Wolfe is a famous gourmand and is invited to give a speech on American food to a group of European chefs.
Interesting novel on many levels.
I feel like if you know what typical American breakfast foods are, "breakfast taco" is pretty self-explanatory.
First they say 'that is not our food'.
Then the say 'all you do is eat our food'.
Make up your minds.
if I plagirise your novel and change things so it is terrible, I still both copied your novel AND said novel isn't a representation of your work.
But if I take you novel as inspiration and created a new novel then I'm not eating your novel
Tbf the kind of cultural fusion cuisine you get when another culture successfully imports another culture's cuisine, is super interesting to me. I'd say this stands separately from intentional fusion restaurants, this is more something that happens organically as a cuisine is adapted to the ingredients and tastes somewhere away from where it is invented.
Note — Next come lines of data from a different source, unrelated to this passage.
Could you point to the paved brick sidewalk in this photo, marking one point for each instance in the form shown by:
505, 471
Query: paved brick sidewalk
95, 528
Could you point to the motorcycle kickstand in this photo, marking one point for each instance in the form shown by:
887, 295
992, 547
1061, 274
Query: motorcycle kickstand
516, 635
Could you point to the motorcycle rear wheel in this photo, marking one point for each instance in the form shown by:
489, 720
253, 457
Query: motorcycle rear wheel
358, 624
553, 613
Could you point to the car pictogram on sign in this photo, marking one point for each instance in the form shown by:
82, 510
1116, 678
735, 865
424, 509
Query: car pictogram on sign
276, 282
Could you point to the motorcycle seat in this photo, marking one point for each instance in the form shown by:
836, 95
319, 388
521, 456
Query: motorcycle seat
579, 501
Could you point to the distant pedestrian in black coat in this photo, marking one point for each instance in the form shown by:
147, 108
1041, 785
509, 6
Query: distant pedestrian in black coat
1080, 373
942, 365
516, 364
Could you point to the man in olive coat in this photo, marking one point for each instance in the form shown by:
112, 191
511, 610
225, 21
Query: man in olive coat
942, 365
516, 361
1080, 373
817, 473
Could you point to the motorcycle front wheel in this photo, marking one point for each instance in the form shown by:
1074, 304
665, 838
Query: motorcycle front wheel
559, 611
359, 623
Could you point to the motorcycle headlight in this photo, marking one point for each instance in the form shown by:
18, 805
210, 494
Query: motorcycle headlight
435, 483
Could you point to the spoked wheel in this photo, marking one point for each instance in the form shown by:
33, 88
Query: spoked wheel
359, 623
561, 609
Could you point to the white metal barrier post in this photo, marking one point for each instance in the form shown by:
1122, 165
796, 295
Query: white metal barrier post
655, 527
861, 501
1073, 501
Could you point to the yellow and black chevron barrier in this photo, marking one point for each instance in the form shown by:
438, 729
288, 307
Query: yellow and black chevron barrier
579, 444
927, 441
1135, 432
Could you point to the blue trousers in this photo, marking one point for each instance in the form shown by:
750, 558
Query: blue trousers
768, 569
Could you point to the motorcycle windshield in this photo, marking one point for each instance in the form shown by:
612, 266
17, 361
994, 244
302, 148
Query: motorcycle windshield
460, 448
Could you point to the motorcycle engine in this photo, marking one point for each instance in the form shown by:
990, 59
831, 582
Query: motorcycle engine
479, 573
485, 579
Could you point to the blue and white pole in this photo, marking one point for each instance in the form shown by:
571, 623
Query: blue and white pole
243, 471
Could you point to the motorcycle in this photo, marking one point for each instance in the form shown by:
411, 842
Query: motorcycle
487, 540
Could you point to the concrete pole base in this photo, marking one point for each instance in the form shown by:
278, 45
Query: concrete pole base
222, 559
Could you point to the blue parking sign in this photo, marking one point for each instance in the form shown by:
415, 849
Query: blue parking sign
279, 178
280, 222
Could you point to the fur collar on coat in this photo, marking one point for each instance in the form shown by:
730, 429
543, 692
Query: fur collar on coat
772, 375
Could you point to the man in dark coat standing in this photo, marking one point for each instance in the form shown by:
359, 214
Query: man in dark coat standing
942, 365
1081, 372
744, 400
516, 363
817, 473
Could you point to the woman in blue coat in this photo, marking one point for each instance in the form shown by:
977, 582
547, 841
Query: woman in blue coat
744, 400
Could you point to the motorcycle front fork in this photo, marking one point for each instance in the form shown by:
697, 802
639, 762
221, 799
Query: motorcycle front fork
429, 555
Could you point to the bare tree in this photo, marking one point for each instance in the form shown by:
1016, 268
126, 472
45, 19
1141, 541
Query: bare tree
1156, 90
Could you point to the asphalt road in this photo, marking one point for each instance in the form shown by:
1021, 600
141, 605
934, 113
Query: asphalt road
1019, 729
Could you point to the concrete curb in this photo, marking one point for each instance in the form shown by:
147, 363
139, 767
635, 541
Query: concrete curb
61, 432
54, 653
The classic examples are Tex-mex and British curries, but every country has a few things like this. Japanese Italian is a pretty cool experience, not least of all because now I think about it there's some places that are straight up Japanese/Italian cultural fusion, but others are more Japanese/Italian-American, so this thing can go deeper. And don't get me started on the godlike German/Turkish magic happening on the streets of Berlin
Always been a fan of trying local cuisine when I've travelled, but I've more recently been trying to add places like the above into the mix, as it's genuinely always been interesting to me
Why are all nationalities chads except the Italian is a wojak?
For obvious reasons
I wonder how much of this applies:

Maybe "American Food" should stop pretending to be from somewhere else, then we would respect (some of) it.
Plain hotdog and Cheeseburger, are staple american foods lol.
And deep fried butter.
You guys have your own cuisine, it's just a lame one.